Dr Vincent Cornelisse
Thank you Toby. I have been asked to speak a little bit about Doxy-PEP. Toby, thank you for setting the scene so effectively and I guess to summarise in one or two lines, we are in Australia and many other parts of the world facing a situation where we have significantly higher and increasing rates of bacterial STIs, and we are particularly concerned about syphilis, which as Toby said, primarily, is still seen amongst men who have sex with men, but we are now starting to see cases amongst women and congenital syphilis. Obviously over the years we have spent much time and effort trying to combat this, using frequent testing for people who might be at risk, but now we have a potential new tool in our toolbox to help combat syphilis and that is Doxy-PEP or doxycycline post-exposure prophylaxis. It is fairly simple. It is doxycycline which you all have used before. It is a single 200 mg dose taken after sex. After any sexual exposure that might have put that person at risk of an STI, particularly as I say, Syphilis. Ideally it is taken within 24 hours after sex, but can be taken up to three days or 72 hours after sex, and now there has been a lot of discussion around how do we use this? We know from randomised controlled trials that it is very effective at preventing bacterial STIs such as chlamydia and syphilis. It is probably not as effective at preventing gonorrhoea due to some sort of intrinsic and increasing perhaps tetracycline resistance in gonorrhoea isolates, especially in Australia, when we compare that to the tetracycline resistance rates in Europe and the US. You probably will not be particularly effective for gonorrhoea, but it is certainly very effective for chlamydia and syphilis. It is important to note that of course syphilis is the STI amongst gay and bisexual men that carries the greatest morbidity in terms of people getting secondary syphilis and even we have seen cases of neurosyphilis, and in contrast, amongst gay and bisexual men, the majority of chlamydia and gonorrhoea infections are the asymptomatic or not particularly traumatic as in they generally do not cause complications. We know that already and this is based on some community surveys, we know that there is already a high demand for Doxy-PEP amongst gay and bisexual men because gay and bisexual men in Australia are generally very health literate and they have many have already heard about Doxy-PEP and how that can keep them safe from STIs.
Let us go to the next slide. Now I will not spend a lot of time on this slide because you will all get copies of these slides at the end of tonight. You can have a look at this yourself, but basically there has been a couple of randomised controlled trials looking at the use of Doxy-PEP at preventing bacterial STIs, and subsequently there was a systematic review and meta analysis, and that is what we are looking at here. In a nutshell, Doxy-PEP used by gay and bisexual men will reduce the incidence of chlamydia by 81%, and it will reduce the incidence of syphilis by 77%. These are massive reductions in incidence as a result of Doxy-PEP use, and again, just to reinforce that this is just two tablets two times 100 mg taken as a stat dose after sex. We are not talking about people taking Doxycycline every day necessarily or necessarily having particularly enjoyable sex life. Again, the decrease in gonorrhoea was only 45%, and as I said in Australia this might not translate to any significant effectiveness.

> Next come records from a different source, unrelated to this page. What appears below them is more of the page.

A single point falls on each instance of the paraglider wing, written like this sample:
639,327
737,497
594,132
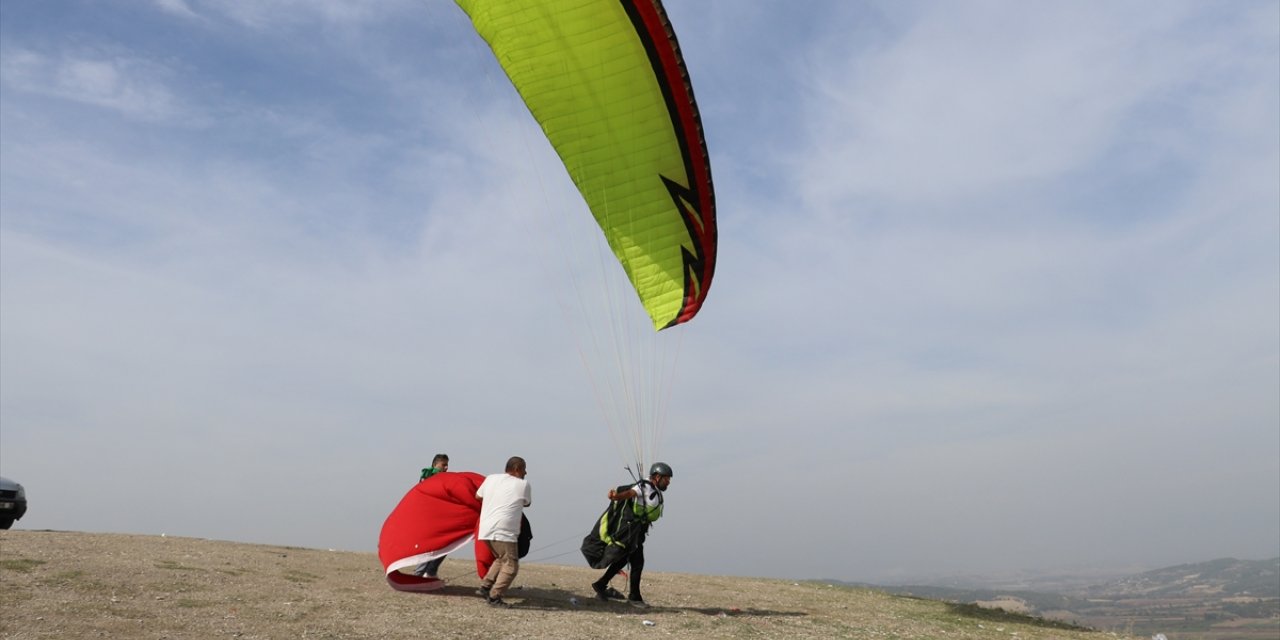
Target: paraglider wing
607,83
435,517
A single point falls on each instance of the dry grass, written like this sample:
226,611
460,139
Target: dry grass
69,585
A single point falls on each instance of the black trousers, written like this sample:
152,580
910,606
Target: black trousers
636,561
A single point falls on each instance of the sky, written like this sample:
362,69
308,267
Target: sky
997,283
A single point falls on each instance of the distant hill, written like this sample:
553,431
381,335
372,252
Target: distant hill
68,584
1221,577
1221,599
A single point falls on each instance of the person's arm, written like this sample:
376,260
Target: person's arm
622,496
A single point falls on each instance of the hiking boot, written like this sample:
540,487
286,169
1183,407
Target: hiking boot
604,593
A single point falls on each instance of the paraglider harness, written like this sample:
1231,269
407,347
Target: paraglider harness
622,528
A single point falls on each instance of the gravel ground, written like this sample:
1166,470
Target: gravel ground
72,585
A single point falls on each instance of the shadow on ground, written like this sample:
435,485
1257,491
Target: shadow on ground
562,599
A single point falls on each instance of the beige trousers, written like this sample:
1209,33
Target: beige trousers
506,565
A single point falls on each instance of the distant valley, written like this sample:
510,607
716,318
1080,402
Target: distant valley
1221,599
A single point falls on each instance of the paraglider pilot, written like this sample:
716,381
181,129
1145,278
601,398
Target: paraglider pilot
618,535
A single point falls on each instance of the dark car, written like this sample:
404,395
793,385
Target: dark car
13,502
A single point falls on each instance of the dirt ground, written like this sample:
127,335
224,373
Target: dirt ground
72,585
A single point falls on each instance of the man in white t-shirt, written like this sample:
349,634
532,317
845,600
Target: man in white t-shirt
503,498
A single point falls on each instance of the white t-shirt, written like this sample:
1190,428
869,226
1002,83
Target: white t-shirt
502,498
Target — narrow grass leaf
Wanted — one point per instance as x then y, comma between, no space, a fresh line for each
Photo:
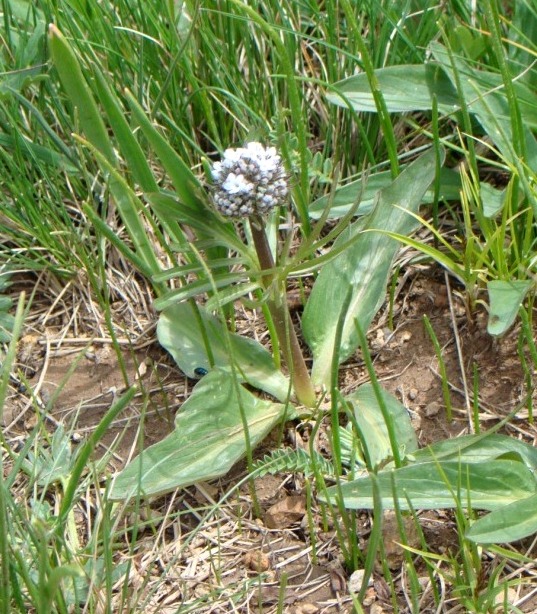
79,93
208,439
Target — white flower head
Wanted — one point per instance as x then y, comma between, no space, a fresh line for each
249,180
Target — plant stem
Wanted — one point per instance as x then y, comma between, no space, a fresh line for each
277,304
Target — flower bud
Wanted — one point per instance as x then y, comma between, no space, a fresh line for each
249,180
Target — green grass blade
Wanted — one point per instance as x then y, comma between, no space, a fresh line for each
79,93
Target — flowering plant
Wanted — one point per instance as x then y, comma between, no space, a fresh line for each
231,246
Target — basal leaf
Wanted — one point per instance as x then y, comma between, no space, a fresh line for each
404,88
443,484
208,439
365,191
186,334
479,449
362,269
507,524
368,415
505,298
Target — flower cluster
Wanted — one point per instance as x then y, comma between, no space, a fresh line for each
249,181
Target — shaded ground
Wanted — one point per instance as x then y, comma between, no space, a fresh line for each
80,378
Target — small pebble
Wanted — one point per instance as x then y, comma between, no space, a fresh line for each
432,409
356,580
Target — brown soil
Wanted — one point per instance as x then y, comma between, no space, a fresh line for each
80,378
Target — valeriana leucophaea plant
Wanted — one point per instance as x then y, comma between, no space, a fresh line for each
249,182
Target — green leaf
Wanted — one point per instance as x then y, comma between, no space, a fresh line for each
485,98
180,331
362,269
79,93
208,439
368,415
365,191
505,299
404,88
510,523
443,484
479,449
184,180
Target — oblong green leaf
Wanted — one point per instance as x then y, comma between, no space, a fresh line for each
479,449
179,331
508,524
365,190
362,269
445,484
404,88
505,299
208,439
369,418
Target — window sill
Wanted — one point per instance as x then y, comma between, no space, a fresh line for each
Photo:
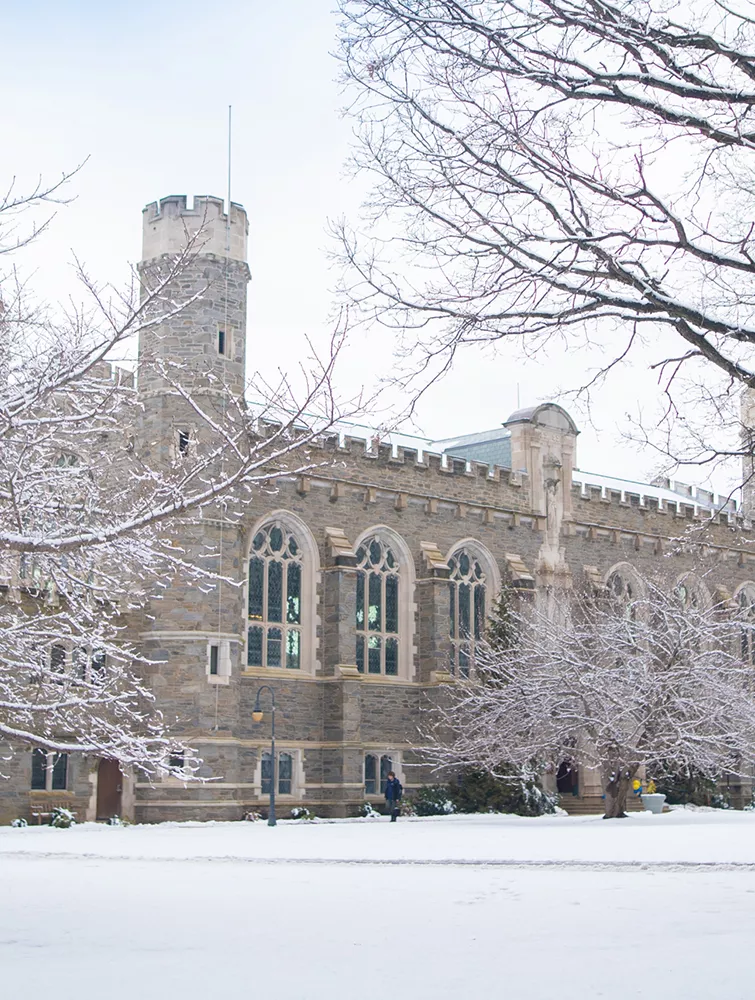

Next slide please. Vani posed this question. What does that mean in terms of number needed to treat, and Michael Trager, who is an epidemiologist in Melbourne, he did this very clever study when he was working at Harvard University last year and used their dataset to calculate numbers needed to treat, and just very briefly, as you can see on the left graph, we have got the numbers needed to treat to prevent one case of syphilis if someone uses Doxy-PEP for one year as in not again, not every day, but during that one year period uses it after sex. To prevent one case of syphilis over a year, the number needed to treat is 9.5. If you give it to people who have recently been diagnosed with syphilis. Number need to treat of 9.5. That is pretty good I think we would all agree, and then if we look in the graph on the right, if you want to know the number needed to treat to prevent any bacterial STI over a one-year period then the number needed to treat, if you select people who have recently had a diagnosis of syphilis, it is two. If you are just looking at giving Doxy-PEP to people who have had syphilis, you only need to give it to two people in order to prevent an STI over the subsequent 12 months, so I think we all agree that that is a pretty good number needed to treat.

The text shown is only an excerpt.